Speaker
Description
Electric machines for aviation applications are under intensive development at present. Pushing performance to 30kW/kg at the 10-20MW scale requires a step change in air-gap field and hence current density. Fully superconducting machines show great promise for achieving the power to weight ratios required, and the use of liquid hydrogen as the aircraft propulsion energy source presents the opportunity to cool the superconductors with minimal additional refrigeration plant.
However, designing such a cooling system is not a simple task. Superconducting armature windings in a 3MW motor will generate many kW of heat at cryogenic temperatures, due to AC losses, depending on the conductor used. Liquid hydrogen will likely be stored at 24-26K, not the 20K required for some conductors. Intermediate coolant loops of pumped helium will be needed, if flowing liquid hydrogen through the motors is not practical or desirable.
In this paper we explore the design-trade-space of cooling systems targeted at two different armature conductors for a 3MW synchronous air-core motor: a magnesium diboride (MgB2) winding requiring a nominal 20K operating temperature, and a REBCO Roebel-cable winding requiring a nominal 40K operating temperature.
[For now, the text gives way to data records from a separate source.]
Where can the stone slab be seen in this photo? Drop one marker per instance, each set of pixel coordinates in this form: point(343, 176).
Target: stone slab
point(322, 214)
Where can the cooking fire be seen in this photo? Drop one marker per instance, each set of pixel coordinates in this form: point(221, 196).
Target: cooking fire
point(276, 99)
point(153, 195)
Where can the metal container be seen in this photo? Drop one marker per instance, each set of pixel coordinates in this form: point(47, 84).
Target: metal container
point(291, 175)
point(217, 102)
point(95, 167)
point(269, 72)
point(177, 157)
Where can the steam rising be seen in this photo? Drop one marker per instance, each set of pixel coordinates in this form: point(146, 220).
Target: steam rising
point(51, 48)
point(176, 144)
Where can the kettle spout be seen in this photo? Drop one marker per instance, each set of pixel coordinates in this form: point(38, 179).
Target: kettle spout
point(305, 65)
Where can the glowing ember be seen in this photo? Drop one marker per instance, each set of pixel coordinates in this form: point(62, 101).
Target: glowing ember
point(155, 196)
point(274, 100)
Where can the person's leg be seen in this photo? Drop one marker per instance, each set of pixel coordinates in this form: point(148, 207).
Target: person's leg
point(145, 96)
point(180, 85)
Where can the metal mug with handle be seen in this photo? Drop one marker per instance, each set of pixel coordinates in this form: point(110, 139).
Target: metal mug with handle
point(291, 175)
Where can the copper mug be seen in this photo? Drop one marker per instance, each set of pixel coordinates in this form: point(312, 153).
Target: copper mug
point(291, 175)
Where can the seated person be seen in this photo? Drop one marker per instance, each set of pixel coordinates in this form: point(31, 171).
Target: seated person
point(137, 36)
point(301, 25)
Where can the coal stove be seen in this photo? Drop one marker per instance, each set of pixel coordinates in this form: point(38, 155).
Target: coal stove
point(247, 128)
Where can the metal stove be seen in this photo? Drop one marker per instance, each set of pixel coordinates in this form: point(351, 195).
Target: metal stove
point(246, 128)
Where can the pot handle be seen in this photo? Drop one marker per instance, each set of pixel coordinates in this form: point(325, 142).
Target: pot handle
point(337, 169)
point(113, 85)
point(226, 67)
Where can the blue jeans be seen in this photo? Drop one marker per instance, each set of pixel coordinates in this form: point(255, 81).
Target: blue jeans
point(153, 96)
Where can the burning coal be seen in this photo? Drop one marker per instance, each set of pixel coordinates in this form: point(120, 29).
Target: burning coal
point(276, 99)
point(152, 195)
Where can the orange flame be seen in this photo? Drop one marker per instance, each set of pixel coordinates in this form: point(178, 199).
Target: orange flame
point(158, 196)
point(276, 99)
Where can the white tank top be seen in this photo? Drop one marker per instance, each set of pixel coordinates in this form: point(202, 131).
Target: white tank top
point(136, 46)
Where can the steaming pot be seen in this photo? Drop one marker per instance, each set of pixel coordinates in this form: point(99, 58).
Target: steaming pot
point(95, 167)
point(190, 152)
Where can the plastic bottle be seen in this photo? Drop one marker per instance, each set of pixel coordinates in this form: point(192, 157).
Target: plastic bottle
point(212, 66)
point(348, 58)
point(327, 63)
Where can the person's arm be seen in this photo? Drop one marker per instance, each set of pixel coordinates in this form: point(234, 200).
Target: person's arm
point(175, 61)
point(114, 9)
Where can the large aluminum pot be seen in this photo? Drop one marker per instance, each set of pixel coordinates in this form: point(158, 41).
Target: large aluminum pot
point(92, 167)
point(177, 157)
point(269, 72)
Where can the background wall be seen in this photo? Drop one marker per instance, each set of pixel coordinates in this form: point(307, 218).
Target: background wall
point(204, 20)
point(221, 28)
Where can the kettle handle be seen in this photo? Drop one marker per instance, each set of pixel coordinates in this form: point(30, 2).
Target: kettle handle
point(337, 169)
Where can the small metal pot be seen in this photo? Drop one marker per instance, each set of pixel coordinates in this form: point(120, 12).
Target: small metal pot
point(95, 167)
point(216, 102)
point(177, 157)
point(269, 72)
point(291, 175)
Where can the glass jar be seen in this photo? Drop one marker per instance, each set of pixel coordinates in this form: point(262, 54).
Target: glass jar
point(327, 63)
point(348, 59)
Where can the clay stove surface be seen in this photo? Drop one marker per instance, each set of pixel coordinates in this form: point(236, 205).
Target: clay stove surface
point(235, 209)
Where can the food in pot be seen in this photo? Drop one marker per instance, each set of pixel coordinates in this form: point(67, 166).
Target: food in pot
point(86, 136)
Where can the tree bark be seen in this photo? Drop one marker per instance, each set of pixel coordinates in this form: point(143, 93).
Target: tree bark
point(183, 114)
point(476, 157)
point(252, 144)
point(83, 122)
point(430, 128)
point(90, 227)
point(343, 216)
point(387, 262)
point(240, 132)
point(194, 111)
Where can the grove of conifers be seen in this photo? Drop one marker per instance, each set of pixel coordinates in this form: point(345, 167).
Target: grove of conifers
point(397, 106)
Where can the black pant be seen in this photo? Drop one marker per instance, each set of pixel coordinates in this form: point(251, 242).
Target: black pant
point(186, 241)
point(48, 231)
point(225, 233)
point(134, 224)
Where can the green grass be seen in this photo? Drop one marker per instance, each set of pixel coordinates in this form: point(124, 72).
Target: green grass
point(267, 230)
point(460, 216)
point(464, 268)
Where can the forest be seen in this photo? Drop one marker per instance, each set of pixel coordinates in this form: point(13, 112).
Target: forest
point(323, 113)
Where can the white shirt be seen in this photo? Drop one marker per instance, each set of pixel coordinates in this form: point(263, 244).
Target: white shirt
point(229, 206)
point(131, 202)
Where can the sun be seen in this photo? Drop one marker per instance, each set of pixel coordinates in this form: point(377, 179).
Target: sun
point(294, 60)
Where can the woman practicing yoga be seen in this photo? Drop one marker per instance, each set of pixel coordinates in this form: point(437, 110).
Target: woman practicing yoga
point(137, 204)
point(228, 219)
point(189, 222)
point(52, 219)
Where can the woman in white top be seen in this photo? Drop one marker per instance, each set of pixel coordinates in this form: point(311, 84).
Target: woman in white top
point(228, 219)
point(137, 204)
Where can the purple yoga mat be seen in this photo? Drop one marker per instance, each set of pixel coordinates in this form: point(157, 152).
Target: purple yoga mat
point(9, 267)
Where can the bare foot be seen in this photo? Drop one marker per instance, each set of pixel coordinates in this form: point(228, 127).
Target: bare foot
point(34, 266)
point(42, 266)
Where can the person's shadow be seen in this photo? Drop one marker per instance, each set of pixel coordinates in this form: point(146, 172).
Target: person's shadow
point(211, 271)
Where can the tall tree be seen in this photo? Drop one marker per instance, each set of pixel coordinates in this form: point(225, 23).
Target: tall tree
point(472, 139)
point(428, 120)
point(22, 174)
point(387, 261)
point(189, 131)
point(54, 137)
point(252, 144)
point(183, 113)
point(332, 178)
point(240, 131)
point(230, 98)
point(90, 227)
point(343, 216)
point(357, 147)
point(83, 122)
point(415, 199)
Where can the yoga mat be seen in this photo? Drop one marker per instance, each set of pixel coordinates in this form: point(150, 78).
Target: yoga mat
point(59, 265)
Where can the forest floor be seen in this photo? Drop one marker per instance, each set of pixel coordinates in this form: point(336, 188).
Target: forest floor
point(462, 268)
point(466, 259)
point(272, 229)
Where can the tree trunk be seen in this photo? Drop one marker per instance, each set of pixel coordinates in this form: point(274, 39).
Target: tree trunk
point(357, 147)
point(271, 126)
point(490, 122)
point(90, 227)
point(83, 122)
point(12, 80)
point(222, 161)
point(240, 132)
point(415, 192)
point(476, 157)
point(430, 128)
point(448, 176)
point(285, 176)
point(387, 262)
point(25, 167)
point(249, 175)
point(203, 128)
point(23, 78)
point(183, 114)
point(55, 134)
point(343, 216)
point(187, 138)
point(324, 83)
MgB2 performance has a strong temperature dependency at greater than 20K which alters the physical dimensions of the windings as well as the losses generated, which in turn impacts the heat transfer characteristics. The dependency is lower with Roebel cable, but to ensure these effects are captured, each conductor is evaluated at a range of temperatures around the nominal, assuming a fixed safety factor below critical current. AC losses have been calculated for each of the windings, based on experimental correlations and heat transfer coefficients and areas are estimated for the likely coil geometries and cooling system components. A lumped-parameter model has been developed to simulate the cooling circuit thermodynamics and this allows us to estimate coolant flows, temperatures and pressures in the systems being considered.
The two conductors lead to very different cooling system options and we can compare the advantages of each from an overall powertrain complexity and performance perspective.